Costco Wholesale Corporation, listed as NASDAQ:COST, is preparing to announce its quarterly earnings on March 5, 2026. Analysts predict an earnings per share (EPS) of $4.54 and revenue of around $69.3 billion. Costco is a leader in the retail sector, known for its membership model and extensive global presence, with nearly 1,000 stores worldwide.
Costco's unique membership model is a key factor in its success. The company sells retail merchandise with minimal markups, encouraging high sales volumes. This strategy is supported by a strong membership base, with many customers opting for the executive membership, which costs double the standard fee. Customer satisfaction is high, with renewal rates consistently around 90% or higher.

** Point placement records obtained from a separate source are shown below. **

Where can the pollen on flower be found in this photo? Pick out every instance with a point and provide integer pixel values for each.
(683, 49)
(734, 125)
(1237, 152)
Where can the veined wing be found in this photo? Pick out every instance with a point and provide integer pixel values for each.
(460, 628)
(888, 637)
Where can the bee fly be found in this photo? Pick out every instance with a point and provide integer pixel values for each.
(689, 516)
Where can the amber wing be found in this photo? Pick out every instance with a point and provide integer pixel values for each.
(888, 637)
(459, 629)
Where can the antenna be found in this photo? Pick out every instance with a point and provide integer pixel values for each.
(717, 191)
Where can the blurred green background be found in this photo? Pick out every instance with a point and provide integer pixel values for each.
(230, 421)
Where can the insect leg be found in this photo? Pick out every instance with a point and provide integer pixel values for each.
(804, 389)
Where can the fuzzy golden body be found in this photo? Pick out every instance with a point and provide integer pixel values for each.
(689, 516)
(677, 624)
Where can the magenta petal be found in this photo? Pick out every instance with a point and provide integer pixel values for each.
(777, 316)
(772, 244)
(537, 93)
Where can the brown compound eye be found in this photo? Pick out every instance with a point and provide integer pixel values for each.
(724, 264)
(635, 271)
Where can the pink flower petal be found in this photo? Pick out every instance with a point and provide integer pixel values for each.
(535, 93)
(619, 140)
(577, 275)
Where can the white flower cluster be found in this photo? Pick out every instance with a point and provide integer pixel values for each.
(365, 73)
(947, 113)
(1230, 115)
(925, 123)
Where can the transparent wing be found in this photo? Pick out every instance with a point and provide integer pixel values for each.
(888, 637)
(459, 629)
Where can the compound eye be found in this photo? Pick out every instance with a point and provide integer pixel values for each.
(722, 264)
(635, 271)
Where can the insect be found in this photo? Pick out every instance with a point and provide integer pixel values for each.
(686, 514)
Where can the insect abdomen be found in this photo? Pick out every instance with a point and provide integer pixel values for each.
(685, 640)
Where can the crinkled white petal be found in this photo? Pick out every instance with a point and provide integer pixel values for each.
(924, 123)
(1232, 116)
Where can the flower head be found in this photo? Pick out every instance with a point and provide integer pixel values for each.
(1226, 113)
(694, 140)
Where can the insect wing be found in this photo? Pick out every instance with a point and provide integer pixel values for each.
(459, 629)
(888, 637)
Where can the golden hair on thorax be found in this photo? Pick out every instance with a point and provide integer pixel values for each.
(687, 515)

Despite a flat stock performance over the past year, Costco has consistently exceeded earnings expectations. In the last two quarters, it outperformed estimates by an average of 1.46%. In the most recent quarter, Costco reported earnings of $4.34 per share, surpassing the Zacks Consensus Estimate of $4.26 per share, resulting in a surprise of 1.88%. This track record suggests the potential for another earnings surprise in the upcoming report.
Costco's strategic investments in technology are enhancing its productivity. The introduction of the Costco Digital Wallet and pre-scanning technology has increased checkout speed, setting a record for U.S. productivity. Additionally, the company is leveraging artificial intelligence in its pharmacy inventory management to automate reordering and enhance margins. These initiatives are part of Costco's broader strategy to maintain its low-price business model while expanding its warehouse footprint.
Financially, Costco maintains a strong position with a price-to-earnings (P/E) ratio of approximately 53.89 and a price-to-sales ratio of about 1.60. The company's debt-to-equity ratio is relatively low at 0.27, indicating a conservative use of debt. Additionally, Costco's current ratio of approximately 1.04 suggests it has a balanced level of liquidity to cover its short-term liabilities.